Le maire de l'opposition dont l'élection est invalidée par cette décision, Ekrem Imamoglu, a dénoncé une "trahison" et s'est engagé à "ne jamais abandonner".
L'annulation du scrutin à Istanbul risque de renforcer les accusations de dérive autoritaire contre M. Erdogan dont le parti islamo-conservateur, l'AKP, réclamait la tenue d'un nouveau scrutin en dénonçant des "irrégularités" qui auraient selon lui émaillé le vote du 31 mars.
"Les élections à Istanbul seront renouvelées", s'est félicité sur Twitter le représentant de l'AKP auprès de l'YSK, Recep Ozel.
La décision d'annuler le scrutin et d'ordonner la tenue d'un nouveau vote a été prise à l'issue d'une réunion de l'YSK à Ankara pour examiner un "recours extraordinaire" présenté par l'AKP à la mi-avril.
Le nouveau scrutin se tiendra le 23 juin, a indiqué l'YSK dans un communiqué.
Selon Anadolu, sept membres de l'YSK ont voté pour l'annulation du scrutin et quatre contre.
D'après les médias, la décision est notamment motivée par le fait que les scrutateurs dans certains bureaux n'étaient pas des fonctionnaires comme le stipule la loi.
Lors des élections du 31 mars, le candidat de plusieurs partis d'opposition, Ekrem Imamoglu, avait battu celui de l'AKP, l'ex-Premier ministre Binali Yildirim, avec moins de 13.000 voix d'avance, un écart infime à l'échelle de la mégapole turque.
L'AKP de M. Erdogan a également perdu la capitale Ankara, un camouflet qui s'explique notamment par la tempête économique qui secoue le pays, avec la première récession en 10 ans, une inflation à 20% et une monnaie qui s'érode.
L'incertitude entourant les résultats des municipales à Istanbul a pesé sur les cours de la livre turque qui a accumulé les pertes ces derniers jours pour évoluer lundi au-dessus de six livres pour un dollar.
Refusant d'admettre sa défaite à Istanbul, contrôlé par la mouvance islamiste depuis 25 ans, M. Erdogan a crié aux "irrégularités massives". L'AKP accuse notamment des responsables de bureaux de vote d'avoir minimisé le nombre de voix remportées par son candidat.
- "Interdit de gagner" -
Le principal parti d'opposition CHP (social-démocrate), dont est issu M. Imamoglu, accuse M. Erdogan d'être un "mauvais perdant" et de vouloir s'accrocher par tous les moyens à Istanbul, la capitale économique et démographique du pays.
"Se présenter aux élections face à l'AKP est autorisé, mais il est interdit de gagner (...) C'est tout simplement de la dictature !", a réagi sur Twitter un co-président du CHP, Onur Adigüzel, également député de ce parti à Istanbul.
Des milliers de partisans du CHP se sont réunis dans la soirée dans le district stambouliote de Beylikdüzü, bastion de M. Imamoglu, en scandant "YSK, démission !" ou encore "Tayyip, dictateur !", selon des correspondants de l'AFP.
"Ils essaient de faire main basse sur cette élection que nous avons gagnée.

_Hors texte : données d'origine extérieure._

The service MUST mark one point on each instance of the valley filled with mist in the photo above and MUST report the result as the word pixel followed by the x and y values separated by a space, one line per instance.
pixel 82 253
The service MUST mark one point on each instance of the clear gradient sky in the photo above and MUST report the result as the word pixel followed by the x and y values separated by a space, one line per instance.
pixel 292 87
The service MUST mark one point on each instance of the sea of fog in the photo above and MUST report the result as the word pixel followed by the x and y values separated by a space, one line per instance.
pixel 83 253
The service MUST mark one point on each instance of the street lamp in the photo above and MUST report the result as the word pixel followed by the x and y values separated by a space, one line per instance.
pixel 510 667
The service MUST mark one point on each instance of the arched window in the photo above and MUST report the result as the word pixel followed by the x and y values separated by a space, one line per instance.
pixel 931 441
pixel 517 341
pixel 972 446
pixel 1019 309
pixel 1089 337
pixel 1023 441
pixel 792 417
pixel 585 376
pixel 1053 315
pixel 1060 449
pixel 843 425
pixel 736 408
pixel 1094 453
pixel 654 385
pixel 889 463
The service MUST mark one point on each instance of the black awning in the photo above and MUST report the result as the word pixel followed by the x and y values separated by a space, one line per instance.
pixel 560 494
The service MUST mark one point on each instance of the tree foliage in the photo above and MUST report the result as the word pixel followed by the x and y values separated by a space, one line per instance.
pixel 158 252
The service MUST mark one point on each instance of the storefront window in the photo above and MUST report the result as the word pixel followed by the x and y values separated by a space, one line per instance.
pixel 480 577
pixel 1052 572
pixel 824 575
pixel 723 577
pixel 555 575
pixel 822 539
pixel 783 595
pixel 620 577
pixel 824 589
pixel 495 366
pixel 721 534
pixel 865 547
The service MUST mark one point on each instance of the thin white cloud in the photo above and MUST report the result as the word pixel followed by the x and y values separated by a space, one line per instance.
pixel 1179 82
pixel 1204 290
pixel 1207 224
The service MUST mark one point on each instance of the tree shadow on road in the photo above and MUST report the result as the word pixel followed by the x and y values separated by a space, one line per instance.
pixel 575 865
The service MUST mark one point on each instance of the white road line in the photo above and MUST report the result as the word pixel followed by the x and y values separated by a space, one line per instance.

Vous êtes peut-être tristes maintenant, mais ne perdez pas espoir", a lancé M. Imamoglu à ses supporters.
A la suite de la décision de l'YSK, le CHP a convoqué une réunion urgente de sa direction à Istanbul et appelé ses partisans au "calme".
- Pressions -
Ces derniers jours, l'AKP et M. Erdogan avaient accru la pression sur l'YSK, le président turc appelant ainsi à annuler le scrutin pour "soulager les consciences de nos concitoyens".
La perte d'Istanbul, capitale économique de la Turquie où vit 20% de la population du pays, était un revers électoral inédit pour M. Erdogan, qui y a été maire de 1994 à 1998. Un mandat qui lui a servi de tremplin pour ensuite briguer les plus hautes fonctions.
Dimanche, l'agence Anadolu avait affirmé que les autorités avaient établi des liens entre une "organisation terroriste" et des responsables de bureaux de vote ayant officié lors du scrutin municipal à Istanbul.
D'après Anadolu, les enquêteurs turcs ont établi que 43 d'entre eux avaient eu des contacts avec le réseau du prédicateur Fethullah Gülen, la bête noire d'Ankara qui l'accuse d'avoir orchestré une tentative de coup d'Etat en juillet 2016 depuis son exil américain, ce que l'intéressé dément.
Malgré ses défaites spectaculaires à Istanbul et Ankara, la coalition formée par l'AKP et les ultranationalistes du MHP est arrivée en tête à l'échelle nationale lors des municipales avec quelque 52% des voix.